A Unified Approach to Scaling
Existing strategies typically treat the number of reasoning paths and the quality of those paths as separate, unrelated goals. Some methods focus on "width," using majority voting to reach a consensus, which can be inefficient and risky if the model consistently agrees on a wrong answer. Others focus on "depth," pruning individual paths that seem incorrect, but these often waste resources on simple queries or accidentally discard valid, complex reasoning. DDC bridges these two dimensions by using a shared set of quality signals to decide when to stop searching and which paths are worth keeping, ensuring that computational resources are focused only on the most promising reasoning chains.
How DDC Works
The DDC framework uses two primary mechanisms to manage resources dynamically:
Confidence-Weighted Bayesian Termination: Instead of just counting how many paths agree on an answer, DDC treats the consensus process as a Bayesian decision problem. It assigns a "confidence weight" to each path based on its quality. The system only stops generating new paths when it has reached an absolute majority backed by high-confidence evidence, preventing the model from settling for a "consensus" that might actually be a hallucination.
Trend-Aware Stratified Pruning: To improve the quality of individual reasoning paths, DDC monitors the generation process in real-time. It uses a mathematical technique to analyze the "velocity" and "position" of confidence levels within a path. This allows the system to distinguish between a temporary dip in confidence—which might happen during a difficult but correct step—and a sustained, chaotic decline that indicates a hallucination. By identifying these trends, the model can prune low-quality paths early while preserving complex, valid ones.

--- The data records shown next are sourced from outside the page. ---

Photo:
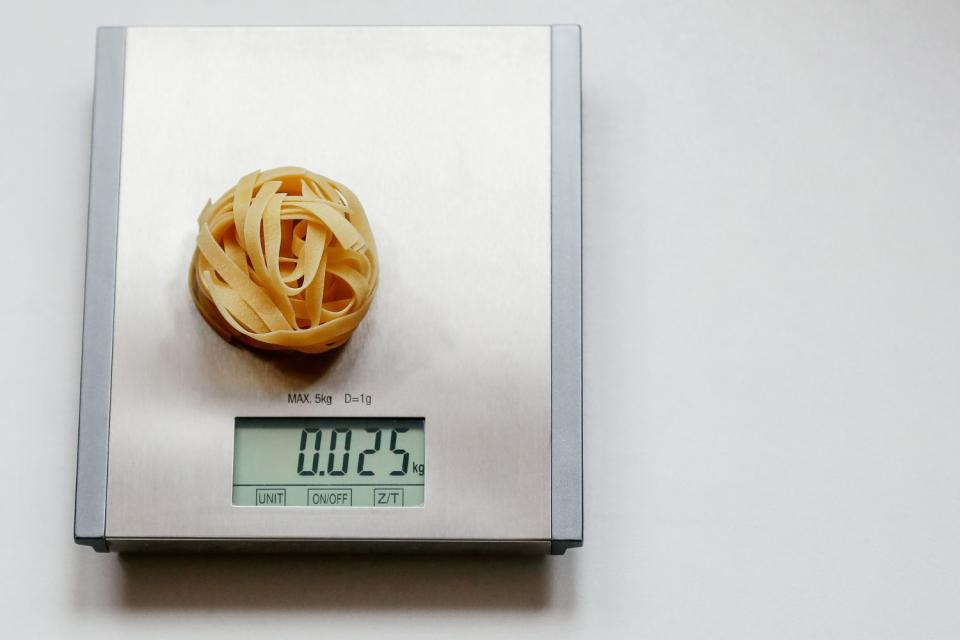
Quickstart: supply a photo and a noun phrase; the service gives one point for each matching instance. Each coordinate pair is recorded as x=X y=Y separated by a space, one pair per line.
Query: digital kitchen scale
x=449 y=418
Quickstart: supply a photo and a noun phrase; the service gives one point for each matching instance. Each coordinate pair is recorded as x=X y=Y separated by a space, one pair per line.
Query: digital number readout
x=332 y=462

Efficiency and Performance
The researchers tested DDC across five challenging reasoning benchmarks using various Qwen models. The results demonstrate that DDC significantly outperforms traditional static scaling methods. On average, the framework reduces token consumption by more than 10 times compared to strong baselines while maintaining or even exceeding their accuracy. For example, on the AIME25 benchmark using the Qwen3-4B model, DDC achieved a 15.6% gain in accuracy while reducing token usage by approximately 27 times.
Key Takeaways
The DDC framework proves that inference-time scaling does not have to be a choice between high costs and high accuracy. By integrating path-level quality metrics directly into the decision-making process, the model becomes "aware" of its own reasoning performance. This allows it to allocate compute power where it is needed most—on complex, high-stakes reasoning—while aggressively filtering out noise and redundant calculations. This approach provides a more efficient, reliable way to scale LLM reasoning capabilities without the need for additional training.